Se dal contratto infragruppo che regola il rapporto tra la capogruppo estera e le consociate italiane risulta dettagliatamente quali sono i servizi resi a livello centrale, va riconosciuta l’inerenza dei componenti negativi di reddito ai sensi dell’articolo 109, comma 5 del Tuir e, di conseguenza, la loro deducibilità dal reddito di esercizio da parte delle società italiane.

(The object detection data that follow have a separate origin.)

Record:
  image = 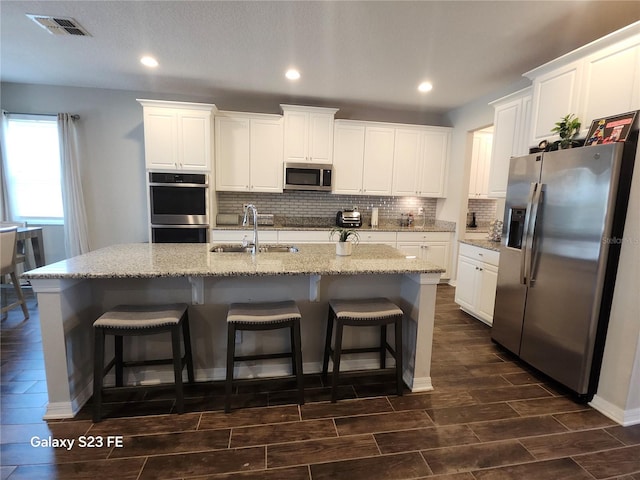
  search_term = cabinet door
[476,263,498,324]
[391,128,422,196]
[332,122,365,195]
[215,117,250,191]
[581,36,640,131]
[143,107,178,170]
[418,129,451,197]
[455,255,478,311]
[308,113,334,163]
[178,111,211,171]
[284,111,309,163]
[488,98,522,197]
[531,61,582,145]
[249,119,283,192]
[362,126,395,195]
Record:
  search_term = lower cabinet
[396,232,451,279]
[455,243,500,325]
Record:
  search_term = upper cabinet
[280,105,338,163]
[392,127,451,197]
[487,87,531,198]
[138,99,216,172]
[525,22,640,145]
[215,112,283,192]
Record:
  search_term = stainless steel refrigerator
[492,139,637,400]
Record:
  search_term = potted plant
[329,227,360,256]
[551,113,581,148]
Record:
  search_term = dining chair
[0,227,29,320]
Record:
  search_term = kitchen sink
[211,245,298,253]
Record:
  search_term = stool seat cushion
[329,298,403,320]
[227,301,302,323]
[93,303,188,329]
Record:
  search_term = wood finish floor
[0,286,640,480]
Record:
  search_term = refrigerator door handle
[520,182,538,285]
[524,183,544,287]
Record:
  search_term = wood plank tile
[198,405,300,430]
[231,419,338,448]
[422,440,534,474]
[520,430,623,460]
[335,410,433,436]
[311,452,431,480]
[300,398,393,420]
[267,435,380,468]
[573,445,640,479]
[469,417,566,442]
[6,458,145,480]
[470,458,591,480]
[469,385,551,403]
[188,466,311,480]
[553,408,616,430]
[427,403,519,425]
[375,425,479,454]
[139,447,266,480]
[109,429,231,458]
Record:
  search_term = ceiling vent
[27,14,91,37]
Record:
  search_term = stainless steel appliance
[492,137,637,400]
[149,172,209,243]
[284,163,333,192]
[336,208,362,228]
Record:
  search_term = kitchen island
[24,244,443,419]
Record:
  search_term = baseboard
[589,395,640,427]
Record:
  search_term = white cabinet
[362,125,395,195]
[525,25,640,145]
[397,232,451,278]
[487,87,537,198]
[215,112,283,192]
[138,99,216,172]
[280,105,338,163]
[469,131,493,198]
[333,120,395,195]
[455,243,500,325]
[392,127,451,197]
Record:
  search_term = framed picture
[584,111,638,146]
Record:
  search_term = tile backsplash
[467,198,497,225]
[216,191,438,220]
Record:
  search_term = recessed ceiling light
[418,82,433,93]
[140,56,158,68]
[284,68,300,80]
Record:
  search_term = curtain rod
[3,112,80,120]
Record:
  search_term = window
[5,114,64,223]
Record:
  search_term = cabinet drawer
[459,243,500,267]
[358,230,396,243]
[398,232,451,242]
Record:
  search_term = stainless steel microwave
[283,163,333,192]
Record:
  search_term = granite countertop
[23,243,444,280]
[213,218,456,232]
[460,238,500,252]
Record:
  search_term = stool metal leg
[291,320,304,405]
[93,328,104,423]
[331,319,343,403]
[224,323,236,413]
[171,325,184,413]
[182,312,195,383]
[322,307,334,381]
[395,317,403,397]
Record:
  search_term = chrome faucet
[242,203,260,255]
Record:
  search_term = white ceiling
[0,0,640,112]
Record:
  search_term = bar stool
[322,298,403,403]
[93,303,194,423]
[224,301,304,413]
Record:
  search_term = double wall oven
[149,172,209,243]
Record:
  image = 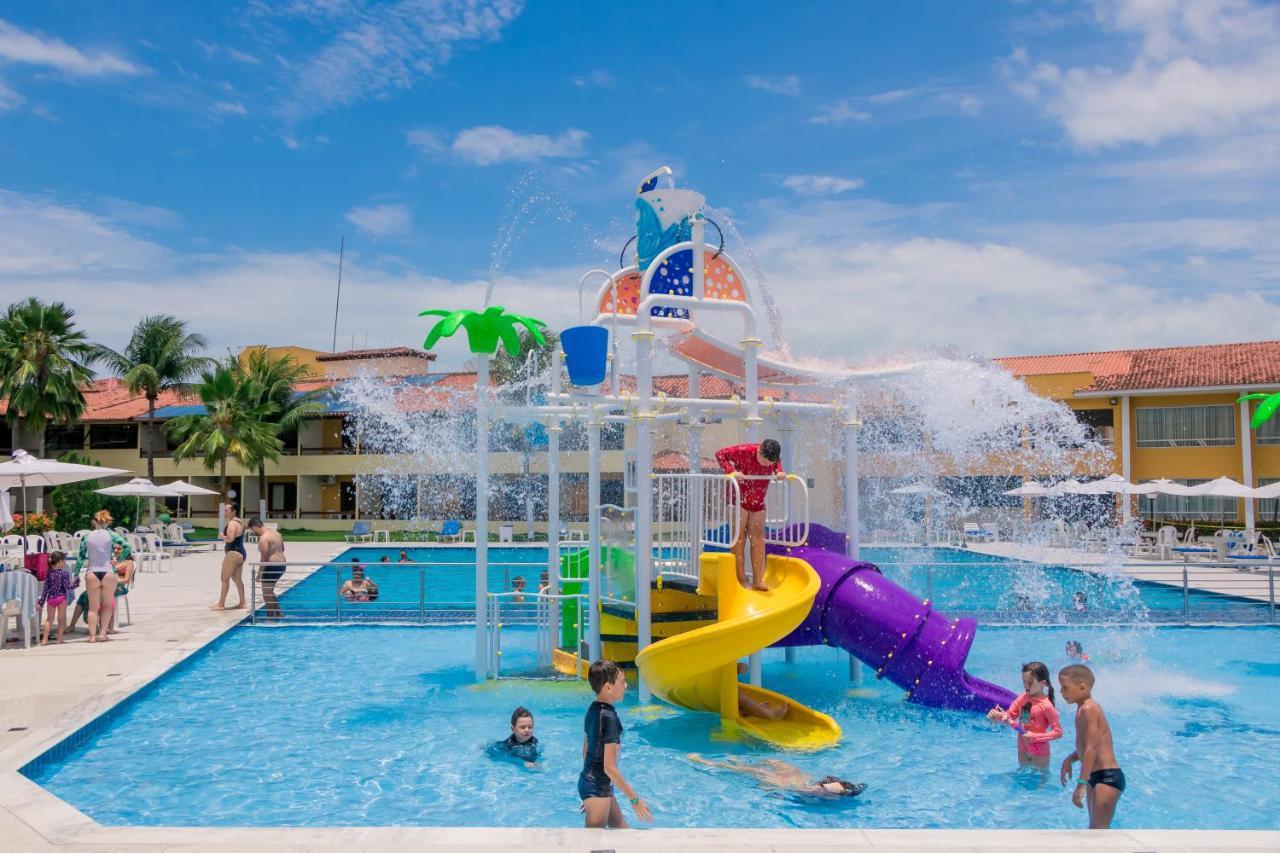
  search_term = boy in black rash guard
[489,706,543,770]
[577,661,653,829]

A specificarlo la sentenza 80/27/12 della Ctr Lombardia, che ribaltando il giudizio di primo grado, che aveva sostenuto la tesi del Fisco secondo cui i costi addebitati non potevano essere dedotti dal reddito delle società italiane in quanto non documentati e carenti del requisito di inerenza, ha specificato che “il concetto di inerenza deve essere interpretato in forma estensiva”, tenendo conto dell'oggetto sociale dell'impresa e dunque riferendolo a una ”astratta utilità, con l'unico limite della manifesta antieconomicità, che deve, peraltro, essere provata dall'ufficio”.
Nelle motivazioni dei giudici milanesi si legge che la deducibilità dei costi deve essere riconosciuta anche sulla base di quanto specificato dalle linee guida Ocse del 1995 in materia di transfer pricing, che espressamente citano anche il rapporto tra il fatturato delle capogruppo e quello di ogni sua singola consociata: metodo quest’ultimo effettivamente applicato nel caso di specie.

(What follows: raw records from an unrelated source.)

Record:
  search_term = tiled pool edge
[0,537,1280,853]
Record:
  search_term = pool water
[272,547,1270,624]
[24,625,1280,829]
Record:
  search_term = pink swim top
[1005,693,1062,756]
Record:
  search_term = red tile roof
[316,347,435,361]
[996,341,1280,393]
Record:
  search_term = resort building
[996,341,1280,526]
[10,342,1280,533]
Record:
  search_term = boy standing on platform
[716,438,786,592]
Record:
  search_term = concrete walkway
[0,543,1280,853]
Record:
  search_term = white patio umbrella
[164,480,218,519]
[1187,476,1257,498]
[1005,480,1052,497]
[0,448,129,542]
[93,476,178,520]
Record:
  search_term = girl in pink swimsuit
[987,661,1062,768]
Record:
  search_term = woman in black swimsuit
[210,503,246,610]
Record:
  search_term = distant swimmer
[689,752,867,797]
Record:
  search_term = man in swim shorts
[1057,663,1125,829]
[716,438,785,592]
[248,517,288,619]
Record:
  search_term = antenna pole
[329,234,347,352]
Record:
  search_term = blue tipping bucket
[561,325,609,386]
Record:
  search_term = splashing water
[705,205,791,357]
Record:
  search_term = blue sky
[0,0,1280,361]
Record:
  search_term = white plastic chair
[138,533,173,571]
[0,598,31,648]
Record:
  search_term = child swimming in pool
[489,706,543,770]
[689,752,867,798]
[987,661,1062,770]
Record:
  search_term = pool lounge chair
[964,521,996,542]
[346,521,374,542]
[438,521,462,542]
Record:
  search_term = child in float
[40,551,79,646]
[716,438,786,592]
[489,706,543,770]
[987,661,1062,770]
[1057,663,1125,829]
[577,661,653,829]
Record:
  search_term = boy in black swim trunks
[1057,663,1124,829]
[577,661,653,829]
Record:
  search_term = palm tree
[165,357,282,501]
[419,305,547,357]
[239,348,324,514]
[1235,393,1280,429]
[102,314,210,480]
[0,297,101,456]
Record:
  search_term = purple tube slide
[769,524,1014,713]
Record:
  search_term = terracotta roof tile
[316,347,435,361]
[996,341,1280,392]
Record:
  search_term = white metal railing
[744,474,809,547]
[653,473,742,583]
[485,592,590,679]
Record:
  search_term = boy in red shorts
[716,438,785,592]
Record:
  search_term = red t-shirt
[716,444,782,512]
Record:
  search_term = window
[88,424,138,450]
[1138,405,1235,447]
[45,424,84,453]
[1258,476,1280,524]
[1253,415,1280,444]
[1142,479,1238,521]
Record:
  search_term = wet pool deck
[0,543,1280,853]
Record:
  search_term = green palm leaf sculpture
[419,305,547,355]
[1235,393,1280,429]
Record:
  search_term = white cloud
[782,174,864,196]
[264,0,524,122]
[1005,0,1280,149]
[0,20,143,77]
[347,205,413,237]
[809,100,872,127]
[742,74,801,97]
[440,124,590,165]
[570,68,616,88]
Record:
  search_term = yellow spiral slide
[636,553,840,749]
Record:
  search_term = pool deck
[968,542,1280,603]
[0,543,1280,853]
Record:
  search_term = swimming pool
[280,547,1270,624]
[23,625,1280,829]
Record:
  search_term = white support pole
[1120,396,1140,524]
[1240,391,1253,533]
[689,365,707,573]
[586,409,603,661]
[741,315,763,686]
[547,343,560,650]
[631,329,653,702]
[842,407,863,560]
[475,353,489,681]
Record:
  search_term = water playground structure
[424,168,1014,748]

Ne consegue che le spese addebitate dalla capogruppo estera alle consociate italiane possono essere dedotte dal reddito di queste ultime se i servizi cui si riferiscono risultano essere funzionali all’attività svolta proprio dalle singole consociate. Si tratta, infatti, di oneri documentati come risulta dalla reportistica esistente, da cui “emerge la coincidenza tra le prestazioni in concreto fornite e quelle previste contrattualmente”, oggettivamente determinabili sulla base di un criterio certo e inerente in quanto sicuramente riferibili in astratto all'attività di impresa svolta.